I hand the mic to Floyd and weave my way to the bar through backslaps and handshakes and more hugs than I’ve ever had in one night. Derek is already on another call, pacing and smiling like a man who just won the lottery. Pap slides me another Romance Mule like it’s a sacrament.

“I knew this would be a huge success,” he says. “Just like you. Sometimes we just need a good story to believe in.”

“Thanks, Pap.” My voice comes out rough. I don’t fix it.

I sidle up to Penny and rest my palm over hers, right there on the varnished wood where a hundred other hands have done a hundred other small brave things.

“You were perfect,” she says.

“I was terrified,” I admit. “And grateful.”

“This is what Whynot is really about,” she says, thumb brushing the edge of my hand. “There are more people supporting you than not.”

“I can see that,” I reply, looking around at my friends and neighbors.

“This town doesn’t do anything halfway,” she says. “If they judge, they judge you hard. If they accept you, they do it with all the love in their heart.”

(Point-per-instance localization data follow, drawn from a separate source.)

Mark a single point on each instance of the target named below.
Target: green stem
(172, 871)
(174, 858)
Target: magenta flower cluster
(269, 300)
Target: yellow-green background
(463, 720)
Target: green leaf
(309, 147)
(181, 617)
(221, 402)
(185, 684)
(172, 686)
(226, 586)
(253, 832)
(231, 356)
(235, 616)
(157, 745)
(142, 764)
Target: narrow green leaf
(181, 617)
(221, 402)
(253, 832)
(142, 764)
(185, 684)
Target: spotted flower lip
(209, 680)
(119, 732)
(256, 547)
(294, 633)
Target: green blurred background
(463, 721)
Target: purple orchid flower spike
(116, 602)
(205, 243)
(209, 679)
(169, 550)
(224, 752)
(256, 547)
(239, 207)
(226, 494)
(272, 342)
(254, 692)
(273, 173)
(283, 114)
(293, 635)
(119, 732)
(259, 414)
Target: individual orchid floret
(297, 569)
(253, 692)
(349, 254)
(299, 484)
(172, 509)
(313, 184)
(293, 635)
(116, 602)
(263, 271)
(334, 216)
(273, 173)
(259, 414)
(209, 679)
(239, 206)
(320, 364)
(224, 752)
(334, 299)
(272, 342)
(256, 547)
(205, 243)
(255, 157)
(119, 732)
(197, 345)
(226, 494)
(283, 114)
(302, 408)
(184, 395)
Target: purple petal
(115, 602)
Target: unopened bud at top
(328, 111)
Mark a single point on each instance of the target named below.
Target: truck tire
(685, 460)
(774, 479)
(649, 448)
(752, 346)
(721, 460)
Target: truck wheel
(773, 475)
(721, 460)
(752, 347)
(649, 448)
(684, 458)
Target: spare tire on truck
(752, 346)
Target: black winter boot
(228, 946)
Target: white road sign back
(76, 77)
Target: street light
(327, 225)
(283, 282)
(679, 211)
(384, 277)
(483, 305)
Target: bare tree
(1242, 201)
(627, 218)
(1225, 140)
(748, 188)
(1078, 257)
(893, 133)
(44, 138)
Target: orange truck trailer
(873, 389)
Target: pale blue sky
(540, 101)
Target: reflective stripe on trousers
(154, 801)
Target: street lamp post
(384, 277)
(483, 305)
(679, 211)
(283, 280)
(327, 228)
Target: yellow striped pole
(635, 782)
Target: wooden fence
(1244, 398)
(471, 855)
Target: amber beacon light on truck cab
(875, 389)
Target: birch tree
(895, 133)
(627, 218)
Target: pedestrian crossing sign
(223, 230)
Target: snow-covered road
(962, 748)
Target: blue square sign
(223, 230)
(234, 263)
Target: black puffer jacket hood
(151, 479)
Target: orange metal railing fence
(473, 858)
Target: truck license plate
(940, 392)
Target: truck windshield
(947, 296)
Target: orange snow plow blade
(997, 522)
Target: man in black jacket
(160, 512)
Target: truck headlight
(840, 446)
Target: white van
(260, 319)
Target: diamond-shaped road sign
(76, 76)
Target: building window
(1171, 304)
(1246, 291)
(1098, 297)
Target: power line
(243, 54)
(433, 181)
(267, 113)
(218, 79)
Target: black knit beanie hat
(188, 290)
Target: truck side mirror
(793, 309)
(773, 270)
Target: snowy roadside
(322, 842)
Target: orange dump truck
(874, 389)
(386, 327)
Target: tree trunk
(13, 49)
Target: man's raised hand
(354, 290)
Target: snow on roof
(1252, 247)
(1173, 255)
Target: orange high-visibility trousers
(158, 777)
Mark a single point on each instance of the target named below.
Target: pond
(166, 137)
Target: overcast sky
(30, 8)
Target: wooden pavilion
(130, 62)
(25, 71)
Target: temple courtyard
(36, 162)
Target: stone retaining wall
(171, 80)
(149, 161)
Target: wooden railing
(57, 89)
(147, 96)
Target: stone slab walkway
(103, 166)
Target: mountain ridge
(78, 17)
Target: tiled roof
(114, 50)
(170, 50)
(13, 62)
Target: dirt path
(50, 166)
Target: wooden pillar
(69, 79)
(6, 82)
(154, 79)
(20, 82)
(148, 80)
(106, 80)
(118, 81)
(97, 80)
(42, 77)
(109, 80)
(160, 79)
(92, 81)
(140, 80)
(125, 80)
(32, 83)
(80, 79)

“This is really blowing up. Things are going to get weird.”

“Let them trend your name,” she says. “To me, you’re just Sam from Whynot.”

“And your opinion is really the only one I care about.”

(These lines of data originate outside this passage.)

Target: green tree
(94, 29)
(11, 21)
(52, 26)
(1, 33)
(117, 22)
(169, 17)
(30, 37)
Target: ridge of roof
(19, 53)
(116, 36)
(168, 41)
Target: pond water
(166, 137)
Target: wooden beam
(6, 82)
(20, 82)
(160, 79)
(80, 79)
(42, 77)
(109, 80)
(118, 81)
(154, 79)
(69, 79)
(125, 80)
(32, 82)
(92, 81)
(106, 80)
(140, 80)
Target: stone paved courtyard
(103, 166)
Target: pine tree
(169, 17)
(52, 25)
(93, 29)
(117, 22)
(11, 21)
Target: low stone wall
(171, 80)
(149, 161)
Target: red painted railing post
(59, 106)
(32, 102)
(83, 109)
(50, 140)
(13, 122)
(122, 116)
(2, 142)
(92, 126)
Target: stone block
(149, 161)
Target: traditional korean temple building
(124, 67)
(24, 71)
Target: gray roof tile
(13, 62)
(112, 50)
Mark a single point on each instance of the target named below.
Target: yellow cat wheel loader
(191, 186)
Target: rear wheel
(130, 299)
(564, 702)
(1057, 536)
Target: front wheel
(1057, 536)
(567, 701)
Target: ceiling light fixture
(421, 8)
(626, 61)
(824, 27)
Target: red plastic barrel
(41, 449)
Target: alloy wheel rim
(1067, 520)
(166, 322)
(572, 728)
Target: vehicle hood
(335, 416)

That earns me a soft smile and a brush of her mouth against mine.

Behind us, Floyd is taking requests for the next reading. “Fifty Shades?” he yells, waggling his eyebrows until Mary-Margaret smacks him with her pilfered church bulletin. The crowd howls.

Morri’s shouting, “Tag me! Use my good side!”

I look out at all of it—the glitter on the floor, the crooked poster of my face taped over the dartboard, the frosting smear someone left where a coaster should be. It’s ridiculous. It’s home.

I lift my glass. Penny lifts hers. Our knuckles touch.

I don’t know how to solve a map with two different destinations. I do know I’m going to try. Because last night felt like truth, and tonight felt like being seen, and I’ve spent a lot of years pretending I needed neither. Turns out I want both.

“Guess I finally found my audience,” I say.

Penny smiles into her drink. “Guess they finally found you.”